The workaround above fixes this.
comment:11 by , 20 years ago
FYI: Josh's changes mentioned above don't fix the problems on my IIS5 when using [1274]. I did not yet have a chance to investigate why.
comment:12 by , 20 years ago
As j.siddle already said: A "REDIRECT as a response to POST is not technically allowed".
See RFC2616 14.30 and the python sources. In urllib2.py there can be found the following comment: "Strictly (according to RFC 2616), 302 in response to a POST MUST NOT cause a redirection without confirmation from the user (of urllib2, in this case). In practice, essentially all clients do redirect in this case, so we do the same."
So, MS' cgi implementation is not broken. IIS acts according to the specs.

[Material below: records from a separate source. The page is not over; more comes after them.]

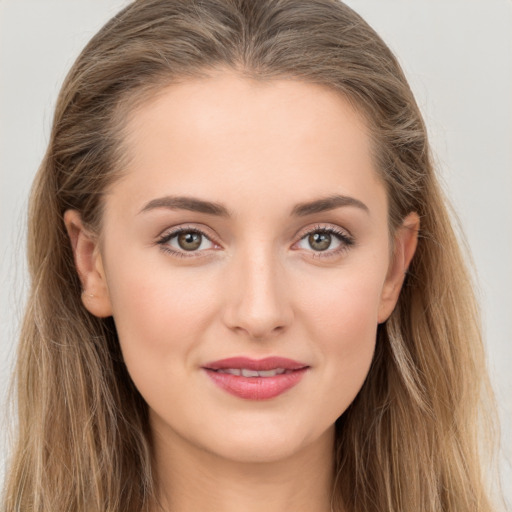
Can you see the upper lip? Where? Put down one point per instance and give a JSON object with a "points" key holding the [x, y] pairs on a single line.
{"points": [[267, 363]]}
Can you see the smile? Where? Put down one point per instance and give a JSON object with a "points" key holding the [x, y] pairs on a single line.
{"points": [[256, 379], [244, 372]]}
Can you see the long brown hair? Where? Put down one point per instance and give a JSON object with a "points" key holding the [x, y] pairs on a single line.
{"points": [[409, 441]]}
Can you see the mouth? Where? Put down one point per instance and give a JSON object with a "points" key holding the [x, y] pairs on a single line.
{"points": [[256, 379]]}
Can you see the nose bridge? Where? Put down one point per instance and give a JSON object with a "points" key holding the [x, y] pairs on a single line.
{"points": [[258, 302]]}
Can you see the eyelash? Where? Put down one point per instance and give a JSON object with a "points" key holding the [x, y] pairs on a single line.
{"points": [[346, 241]]}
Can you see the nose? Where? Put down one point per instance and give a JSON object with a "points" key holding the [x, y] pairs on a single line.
{"points": [[258, 303]]}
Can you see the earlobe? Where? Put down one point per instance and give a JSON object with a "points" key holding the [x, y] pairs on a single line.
{"points": [[89, 265], [406, 240]]}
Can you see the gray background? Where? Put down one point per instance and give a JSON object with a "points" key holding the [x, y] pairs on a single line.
{"points": [[458, 57]]}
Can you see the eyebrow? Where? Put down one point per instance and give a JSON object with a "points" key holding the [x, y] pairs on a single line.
{"points": [[211, 208], [187, 203], [326, 204]]}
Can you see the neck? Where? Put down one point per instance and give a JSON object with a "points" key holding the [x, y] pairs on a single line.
{"points": [[189, 478]]}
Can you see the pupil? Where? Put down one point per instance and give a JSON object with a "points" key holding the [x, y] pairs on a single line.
{"points": [[320, 241], [189, 241]]}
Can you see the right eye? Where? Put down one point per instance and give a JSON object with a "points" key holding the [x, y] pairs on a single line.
{"points": [[185, 242]]}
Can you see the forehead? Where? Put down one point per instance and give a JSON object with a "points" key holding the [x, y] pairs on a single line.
{"points": [[223, 133]]}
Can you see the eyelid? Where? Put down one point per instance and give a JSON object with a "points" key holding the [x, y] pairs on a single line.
{"points": [[345, 238], [169, 233]]}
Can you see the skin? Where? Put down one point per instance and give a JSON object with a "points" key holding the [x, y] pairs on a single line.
{"points": [[256, 286]]}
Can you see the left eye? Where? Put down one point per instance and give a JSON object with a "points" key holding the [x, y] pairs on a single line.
{"points": [[321, 240], [188, 241]]}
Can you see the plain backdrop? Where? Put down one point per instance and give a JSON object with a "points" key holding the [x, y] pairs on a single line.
{"points": [[457, 55]]}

comment:13 by , 20 years ago
Description: | modified (diff) |
---|---|
Owner: | changed from | to
Status: | reopened → new |
The specs don't say anything about treating redirects to non-absolute URLs as "internal" redirects, which is the problem here. Arguably, this is totally broken behavior by IIS. The fix to this issue is to always use absolute URLs for the Location
header on redirects.
In an ideal world, we'd use "307 See Other" to redirect after POST requests, but I have no idea how well supported that is by user agents. Normal redirects work just fine in the meantime.
comment:14 by , 20 years ago
Description: | modified (diff) |
---|---|
Priority: | low → high |
Status: | new → assigned |
Great work!
You're right, their cgi implementation seems really broken. I hope we can add a workaround for this before 0.8.